My husband showed immense insight and compassion during this very trying time. He stayed busy taking care of things to comfort me like wedge pillows, home improvements and the willingness to share our home with a human being who heretofore had held him in less-than-lofty esteem. For the first time in years, I didn’t feel like I had to choose one side or the other. Something tells me we have all grown up just a bit!
A few weeks ago my son and his girlfriend decided to try once again. While he hasn’t moved back in with her, he’s away more nights than not. And as much as I enjoy being able to walk around the house in my birthday suit, I will admit that I was getting used to having more time with him.
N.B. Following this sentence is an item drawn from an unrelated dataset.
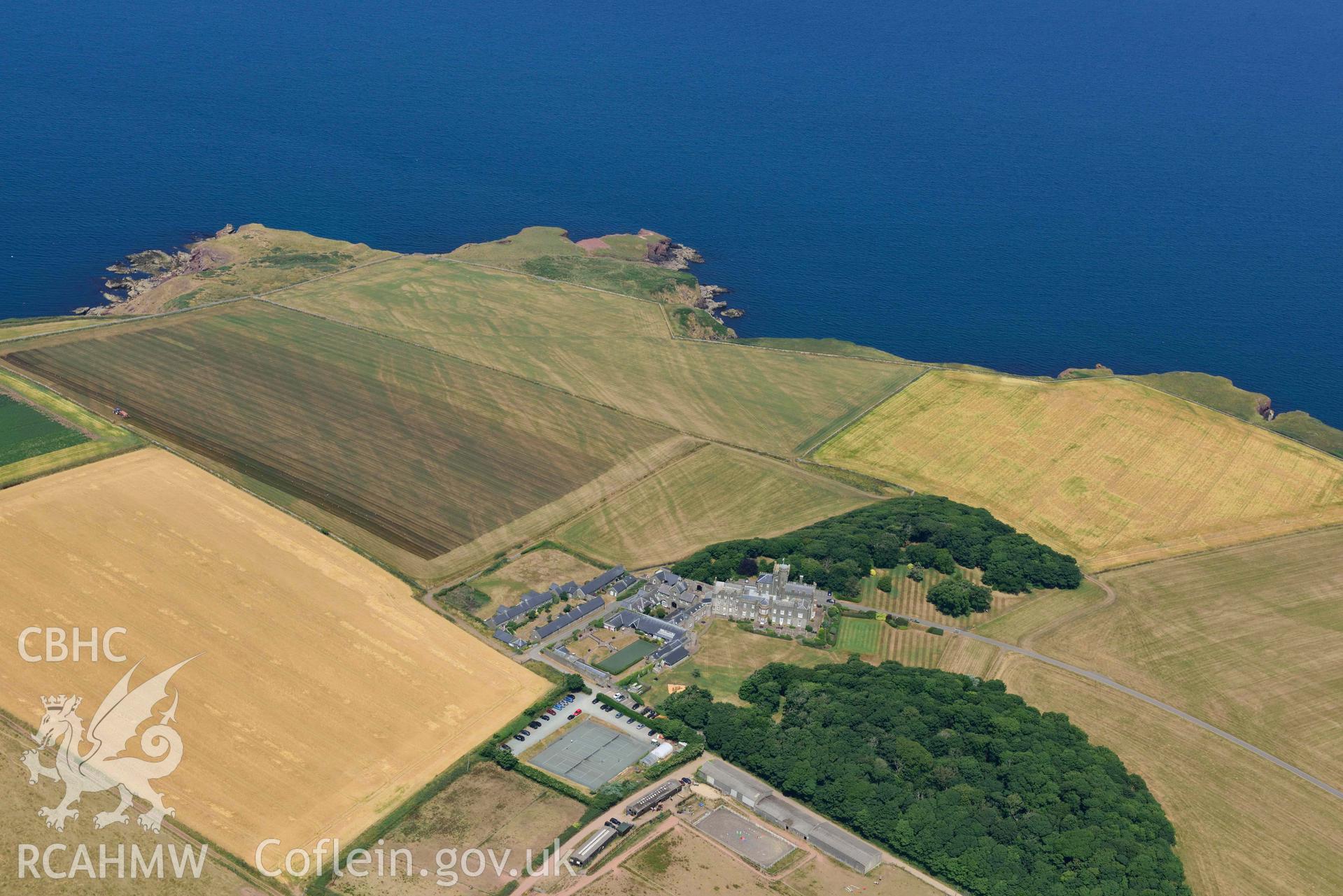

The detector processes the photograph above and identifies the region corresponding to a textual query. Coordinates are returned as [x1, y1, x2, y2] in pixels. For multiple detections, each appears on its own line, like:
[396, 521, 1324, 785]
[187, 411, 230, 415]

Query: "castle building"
[713, 563, 830, 629]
He will probably never know how much comfort he provided by just being here when I was trying to save myself. In addition to the fences he built, being under the same roof has also helped us to mend fences. I will forever treasure the gift he has given me. And I will never forget what I told him, because when I was sharing what I’ve learned with him, I was sharing it with myself.
Mistakes are just as messy, painful, disappointing and necessary as love gone wrong. But it is our mistakes that often lead us to a place where we can truly communicate and find that most elusive being of all – ourselves.